Ele estava efectivamente ali; sentado na balaustrada, com as pernas pendentes, olhava Paulo Nikolaievitch com curiosidade. Tinha o chicote numa das mãos e com a outra segurava-se à balaustrada.
- Há muito tempo que aqui estou-disse ele, sem se perturbar. - Então, acabaste por levar essa história até ao fim?
- Palerma, animal! Que queres saber?... sim, matei pessoas! Queres que te mate também?

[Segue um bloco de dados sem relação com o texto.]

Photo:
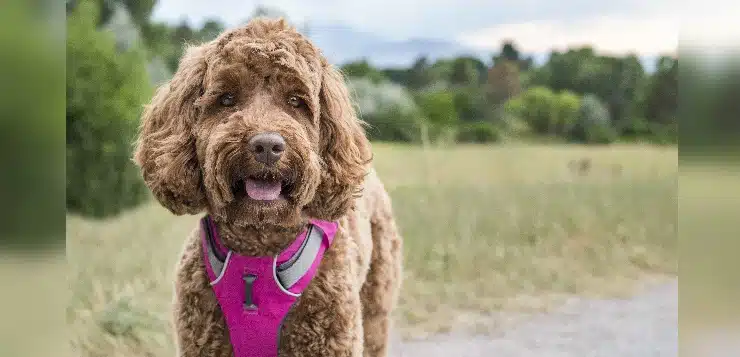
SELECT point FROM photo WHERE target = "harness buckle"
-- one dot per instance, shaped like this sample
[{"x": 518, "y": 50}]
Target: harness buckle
[{"x": 248, "y": 298}]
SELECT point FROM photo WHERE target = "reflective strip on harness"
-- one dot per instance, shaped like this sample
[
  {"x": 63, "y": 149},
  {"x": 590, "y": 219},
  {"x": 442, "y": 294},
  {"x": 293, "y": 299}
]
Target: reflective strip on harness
[
  {"x": 217, "y": 263},
  {"x": 291, "y": 271}
]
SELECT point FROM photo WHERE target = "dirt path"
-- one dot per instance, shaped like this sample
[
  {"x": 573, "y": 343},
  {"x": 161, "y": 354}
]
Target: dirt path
[{"x": 641, "y": 326}]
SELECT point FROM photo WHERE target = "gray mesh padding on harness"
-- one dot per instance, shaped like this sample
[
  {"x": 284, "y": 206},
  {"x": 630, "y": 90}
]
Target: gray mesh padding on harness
[
  {"x": 289, "y": 272},
  {"x": 216, "y": 264}
]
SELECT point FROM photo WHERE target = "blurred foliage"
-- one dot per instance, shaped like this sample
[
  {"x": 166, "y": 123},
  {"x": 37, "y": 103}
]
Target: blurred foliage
[
  {"x": 544, "y": 111},
  {"x": 388, "y": 109},
  {"x": 106, "y": 89},
  {"x": 618, "y": 82},
  {"x": 593, "y": 125},
  {"x": 363, "y": 69},
  {"x": 478, "y": 132},
  {"x": 31, "y": 103},
  {"x": 503, "y": 83}
]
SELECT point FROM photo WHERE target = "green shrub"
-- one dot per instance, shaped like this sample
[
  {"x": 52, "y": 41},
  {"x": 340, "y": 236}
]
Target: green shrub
[
  {"x": 32, "y": 129},
  {"x": 439, "y": 112},
  {"x": 536, "y": 107},
  {"x": 106, "y": 89},
  {"x": 545, "y": 111},
  {"x": 393, "y": 124},
  {"x": 593, "y": 125},
  {"x": 478, "y": 132},
  {"x": 389, "y": 110},
  {"x": 566, "y": 109},
  {"x": 470, "y": 104}
]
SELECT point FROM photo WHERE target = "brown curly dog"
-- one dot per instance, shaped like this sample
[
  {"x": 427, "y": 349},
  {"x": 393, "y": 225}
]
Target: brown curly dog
[{"x": 196, "y": 152}]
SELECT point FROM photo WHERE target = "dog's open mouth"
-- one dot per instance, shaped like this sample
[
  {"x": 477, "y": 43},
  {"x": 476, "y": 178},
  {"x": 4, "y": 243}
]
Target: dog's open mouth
[{"x": 262, "y": 188}]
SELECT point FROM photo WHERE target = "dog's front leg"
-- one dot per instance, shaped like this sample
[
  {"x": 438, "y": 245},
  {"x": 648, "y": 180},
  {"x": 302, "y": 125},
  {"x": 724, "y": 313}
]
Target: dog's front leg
[{"x": 327, "y": 319}]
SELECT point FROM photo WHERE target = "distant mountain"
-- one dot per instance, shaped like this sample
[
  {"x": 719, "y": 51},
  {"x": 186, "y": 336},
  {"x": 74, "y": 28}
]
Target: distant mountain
[{"x": 342, "y": 44}]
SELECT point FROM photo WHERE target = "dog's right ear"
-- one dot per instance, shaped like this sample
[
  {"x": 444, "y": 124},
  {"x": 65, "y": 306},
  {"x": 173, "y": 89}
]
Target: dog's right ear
[{"x": 165, "y": 148}]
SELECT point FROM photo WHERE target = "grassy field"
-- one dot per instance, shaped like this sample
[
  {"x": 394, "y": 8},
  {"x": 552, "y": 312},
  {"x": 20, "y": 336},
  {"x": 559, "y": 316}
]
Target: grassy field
[{"x": 486, "y": 229}]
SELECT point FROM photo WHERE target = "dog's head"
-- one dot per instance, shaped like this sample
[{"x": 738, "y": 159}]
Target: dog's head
[{"x": 257, "y": 128}]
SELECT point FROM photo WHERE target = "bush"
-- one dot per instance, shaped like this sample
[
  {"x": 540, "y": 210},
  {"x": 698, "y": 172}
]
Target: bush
[
  {"x": 536, "y": 107},
  {"x": 106, "y": 88},
  {"x": 593, "y": 125},
  {"x": 478, "y": 132},
  {"x": 389, "y": 110},
  {"x": 566, "y": 109},
  {"x": 470, "y": 104},
  {"x": 32, "y": 129}
]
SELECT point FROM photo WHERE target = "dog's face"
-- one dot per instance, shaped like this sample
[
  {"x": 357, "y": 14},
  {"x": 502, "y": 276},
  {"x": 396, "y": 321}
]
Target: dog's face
[{"x": 257, "y": 128}]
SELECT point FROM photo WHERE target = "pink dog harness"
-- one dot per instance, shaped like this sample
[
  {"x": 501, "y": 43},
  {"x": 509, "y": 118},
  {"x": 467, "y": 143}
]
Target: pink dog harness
[{"x": 256, "y": 293}]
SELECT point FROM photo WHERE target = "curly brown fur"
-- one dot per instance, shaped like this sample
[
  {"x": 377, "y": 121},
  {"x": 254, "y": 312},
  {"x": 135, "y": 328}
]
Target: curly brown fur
[{"x": 193, "y": 154}]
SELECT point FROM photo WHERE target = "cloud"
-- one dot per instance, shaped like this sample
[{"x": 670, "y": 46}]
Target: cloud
[
  {"x": 401, "y": 20},
  {"x": 644, "y": 36}
]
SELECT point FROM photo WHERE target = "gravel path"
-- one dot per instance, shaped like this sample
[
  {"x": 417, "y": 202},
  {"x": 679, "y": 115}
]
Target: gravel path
[{"x": 645, "y": 325}]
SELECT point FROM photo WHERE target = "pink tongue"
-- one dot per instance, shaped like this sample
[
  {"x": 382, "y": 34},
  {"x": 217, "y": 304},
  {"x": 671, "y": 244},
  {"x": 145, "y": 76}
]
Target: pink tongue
[{"x": 262, "y": 190}]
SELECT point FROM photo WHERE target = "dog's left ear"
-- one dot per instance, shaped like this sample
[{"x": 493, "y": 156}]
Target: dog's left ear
[{"x": 344, "y": 149}]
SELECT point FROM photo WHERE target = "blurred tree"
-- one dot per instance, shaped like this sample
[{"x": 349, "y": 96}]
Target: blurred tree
[
  {"x": 32, "y": 100},
  {"x": 594, "y": 125},
  {"x": 388, "y": 108},
  {"x": 618, "y": 82},
  {"x": 140, "y": 10},
  {"x": 502, "y": 84},
  {"x": 509, "y": 52},
  {"x": 438, "y": 107},
  {"x": 661, "y": 100},
  {"x": 105, "y": 93},
  {"x": 478, "y": 132},
  {"x": 419, "y": 74},
  {"x": 545, "y": 111},
  {"x": 470, "y": 103},
  {"x": 466, "y": 71}
]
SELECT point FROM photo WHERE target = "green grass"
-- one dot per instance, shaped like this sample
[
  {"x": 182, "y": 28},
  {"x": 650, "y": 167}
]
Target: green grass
[{"x": 485, "y": 229}]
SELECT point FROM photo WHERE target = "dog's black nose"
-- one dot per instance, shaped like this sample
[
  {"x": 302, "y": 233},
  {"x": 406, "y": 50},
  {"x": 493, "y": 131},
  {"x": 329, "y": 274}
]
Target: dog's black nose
[{"x": 267, "y": 147}]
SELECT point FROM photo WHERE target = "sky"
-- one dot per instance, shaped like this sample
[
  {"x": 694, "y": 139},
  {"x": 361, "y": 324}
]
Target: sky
[{"x": 643, "y": 27}]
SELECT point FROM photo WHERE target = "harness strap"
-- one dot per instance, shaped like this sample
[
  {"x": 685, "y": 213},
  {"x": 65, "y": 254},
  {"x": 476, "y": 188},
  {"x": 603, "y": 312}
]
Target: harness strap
[
  {"x": 216, "y": 257},
  {"x": 291, "y": 271}
]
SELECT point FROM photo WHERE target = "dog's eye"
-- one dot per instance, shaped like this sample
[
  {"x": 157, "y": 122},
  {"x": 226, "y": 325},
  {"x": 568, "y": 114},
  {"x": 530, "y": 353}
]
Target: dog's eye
[
  {"x": 296, "y": 101},
  {"x": 227, "y": 100}
]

Bem o merecias, selvagem! - indignou-se Paulo Nikolaievitch.
- É verdade que mataste pessoas, mas isso não é razão para te irritares. Não as lamentas, não é verdade?
- Não, não as lamento, mas apesar de tudo...

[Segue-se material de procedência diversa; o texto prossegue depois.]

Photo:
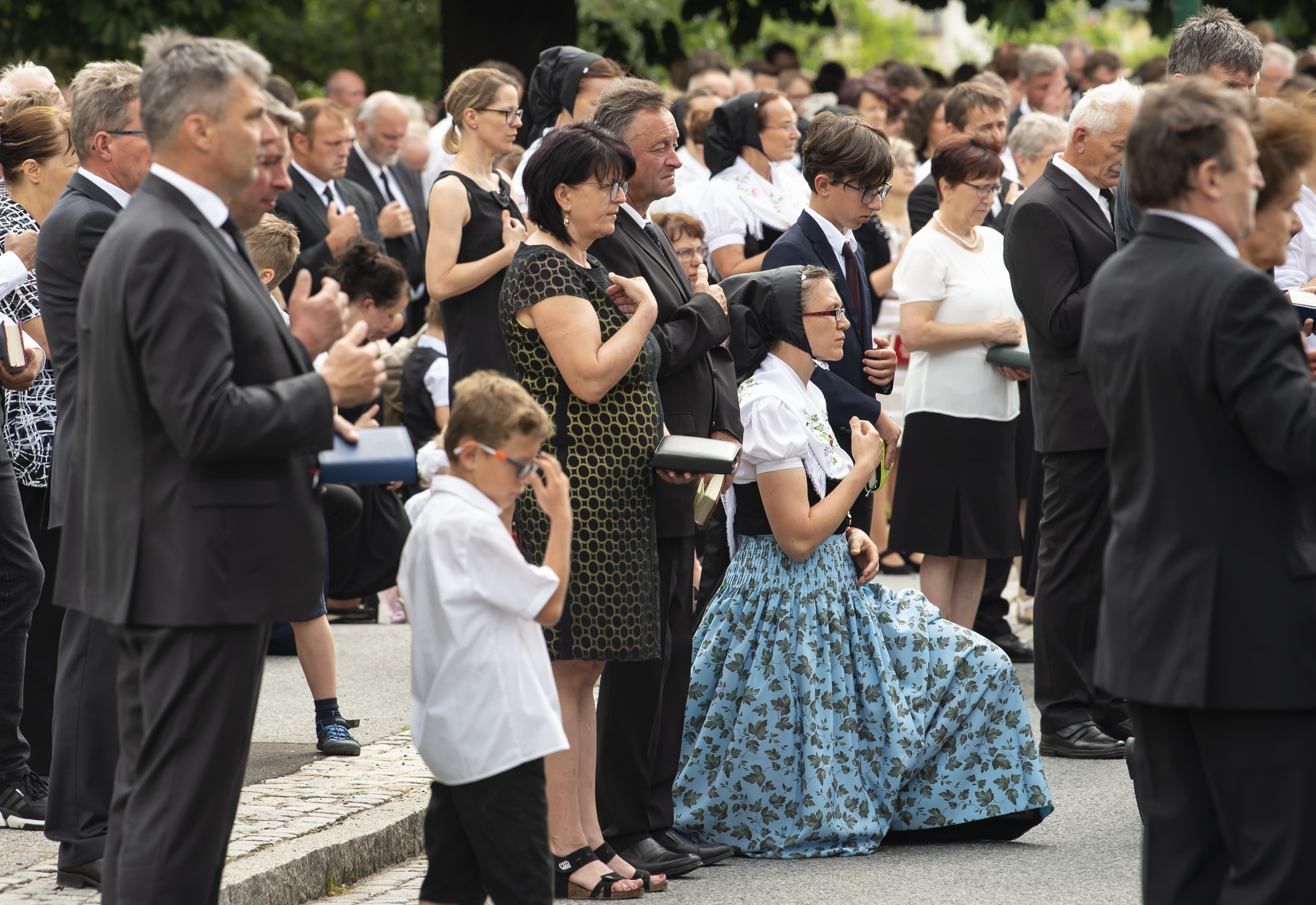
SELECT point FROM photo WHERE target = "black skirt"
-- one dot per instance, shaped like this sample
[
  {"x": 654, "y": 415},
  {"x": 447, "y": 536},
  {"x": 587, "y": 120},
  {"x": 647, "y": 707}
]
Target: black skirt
[{"x": 956, "y": 494}]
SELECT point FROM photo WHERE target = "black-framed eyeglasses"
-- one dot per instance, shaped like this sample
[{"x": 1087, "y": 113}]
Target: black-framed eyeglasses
[
  {"x": 523, "y": 470},
  {"x": 507, "y": 114},
  {"x": 868, "y": 194},
  {"x": 614, "y": 188}
]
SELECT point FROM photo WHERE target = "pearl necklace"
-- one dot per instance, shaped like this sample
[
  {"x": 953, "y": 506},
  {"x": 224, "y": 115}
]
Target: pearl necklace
[{"x": 936, "y": 215}]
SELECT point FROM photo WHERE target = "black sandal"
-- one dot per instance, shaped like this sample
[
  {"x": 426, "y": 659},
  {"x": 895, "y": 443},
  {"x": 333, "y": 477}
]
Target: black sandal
[
  {"x": 607, "y": 853},
  {"x": 569, "y": 865}
]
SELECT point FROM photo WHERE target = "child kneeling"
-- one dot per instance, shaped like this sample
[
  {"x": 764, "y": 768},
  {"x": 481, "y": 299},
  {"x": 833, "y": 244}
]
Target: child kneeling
[{"x": 485, "y": 708}]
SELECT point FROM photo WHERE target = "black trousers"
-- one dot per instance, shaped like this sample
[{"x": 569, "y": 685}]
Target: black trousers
[
  {"x": 1228, "y": 803},
  {"x": 20, "y": 589},
  {"x": 643, "y": 710},
  {"x": 86, "y": 741},
  {"x": 186, "y": 705},
  {"x": 1074, "y": 527},
  {"x": 39, "y": 683}
]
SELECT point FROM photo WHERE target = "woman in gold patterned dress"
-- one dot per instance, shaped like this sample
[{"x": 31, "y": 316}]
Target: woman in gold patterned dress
[{"x": 595, "y": 372}]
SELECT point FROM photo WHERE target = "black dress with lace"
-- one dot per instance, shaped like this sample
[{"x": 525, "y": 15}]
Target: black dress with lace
[{"x": 611, "y": 610}]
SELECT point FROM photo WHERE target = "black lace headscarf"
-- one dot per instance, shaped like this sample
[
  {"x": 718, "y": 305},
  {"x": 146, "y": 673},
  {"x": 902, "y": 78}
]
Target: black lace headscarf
[
  {"x": 765, "y": 308},
  {"x": 554, "y": 85}
]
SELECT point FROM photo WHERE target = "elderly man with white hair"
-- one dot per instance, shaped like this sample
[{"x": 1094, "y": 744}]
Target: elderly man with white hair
[
  {"x": 1060, "y": 232},
  {"x": 382, "y": 124}
]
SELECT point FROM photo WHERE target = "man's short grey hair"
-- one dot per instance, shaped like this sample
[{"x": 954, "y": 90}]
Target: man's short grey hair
[
  {"x": 25, "y": 68},
  {"x": 1214, "y": 39},
  {"x": 623, "y": 101},
  {"x": 1034, "y": 134},
  {"x": 102, "y": 94},
  {"x": 185, "y": 76},
  {"x": 282, "y": 114},
  {"x": 1040, "y": 60},
  {"x": 1101, "y": 109}
]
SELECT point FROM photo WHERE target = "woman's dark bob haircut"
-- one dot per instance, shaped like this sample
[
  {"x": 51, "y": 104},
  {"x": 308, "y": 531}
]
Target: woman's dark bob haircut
[{"x": 570, "y": 155}]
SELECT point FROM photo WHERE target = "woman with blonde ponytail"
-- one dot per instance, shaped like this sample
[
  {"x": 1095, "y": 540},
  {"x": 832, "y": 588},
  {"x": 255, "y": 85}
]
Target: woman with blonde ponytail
[{"x": 474, "y": 223}]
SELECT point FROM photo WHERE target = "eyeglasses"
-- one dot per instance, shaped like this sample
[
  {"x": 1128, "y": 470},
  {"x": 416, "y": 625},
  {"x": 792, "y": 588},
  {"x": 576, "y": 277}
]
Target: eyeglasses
[
  {"x": 507, "y": 114},
  {"x": 868, "y": 194},
  {"x": 985, "y": 192},
  {"x": 614, "y": 188}
]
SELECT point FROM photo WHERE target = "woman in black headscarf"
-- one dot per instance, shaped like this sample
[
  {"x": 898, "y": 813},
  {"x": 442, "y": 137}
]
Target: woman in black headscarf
[
  {"x": 756, "y": 193},
  {"x": 565, "y": 86},
  {"x": 874, "y": 717}
]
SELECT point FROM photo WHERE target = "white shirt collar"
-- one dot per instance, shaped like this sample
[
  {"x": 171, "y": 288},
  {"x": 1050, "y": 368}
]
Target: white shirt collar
[
  {"x": 1206, "y": 227},
  {"x": 108, "y": 188},
  {"x": 1073, "y": 173},
  {"x": 466, "y": 491},
  {"x": 835, "y": 238},
  {"x": 207, "y": 202},
  {"x": 635, "y": 215}
]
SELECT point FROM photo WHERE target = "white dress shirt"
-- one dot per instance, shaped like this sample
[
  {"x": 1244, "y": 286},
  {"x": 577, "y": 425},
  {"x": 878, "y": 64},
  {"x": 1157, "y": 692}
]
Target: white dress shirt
[
  {"x": 1301, "y": 264},
  {"x": 1207, "y": 229},
  {"x": 1095, "y": 192},
  {"x": 214, "y": 209},
  {"x": 318, "y": 185},
  {"x": 484, "y": 699}
]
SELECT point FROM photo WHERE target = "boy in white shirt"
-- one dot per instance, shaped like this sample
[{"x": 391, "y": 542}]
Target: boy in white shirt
[{"x": 485, "y": 708}]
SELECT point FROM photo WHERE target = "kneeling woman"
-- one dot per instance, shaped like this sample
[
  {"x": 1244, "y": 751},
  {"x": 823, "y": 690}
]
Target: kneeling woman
[{"x": 827, "y": 714}]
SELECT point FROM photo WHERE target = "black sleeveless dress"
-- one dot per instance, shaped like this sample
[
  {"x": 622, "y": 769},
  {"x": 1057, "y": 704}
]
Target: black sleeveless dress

- Se não as lamentas não vale a pena falar nisso. E, de resto, para quê lamentar os mortos? Um vivo é uma coisa: um vivo merece que o lamentem. Assim é que se deve falar.
- Está bem, não te ponhas a filosofar - disse Paulo Nikolaievitch severamente. - Vai-te embora, eu vou fazer o mesmo. Tudo isto é estúpido.
- E o dinheiro? Pega no dinheiro! Tenta pegar nele. Talvez com esse dinheiro encontres a felicidade. Deves pegar no dinheiro, foi para isso que vieste aqui.
- Si-im, não há dúvida! vou buscá-lo.
Paulo Nikolaievitch, sentado no chão, agarrou xa cabeça com as duas mãos e balouçou o tronco. Uma ideia surgiu-lhe no cérebro.
- Como é possível que eu me sinta tão indiferente? Sou um assassino. Acabo de matar pessoas, tirei-lhes a vida!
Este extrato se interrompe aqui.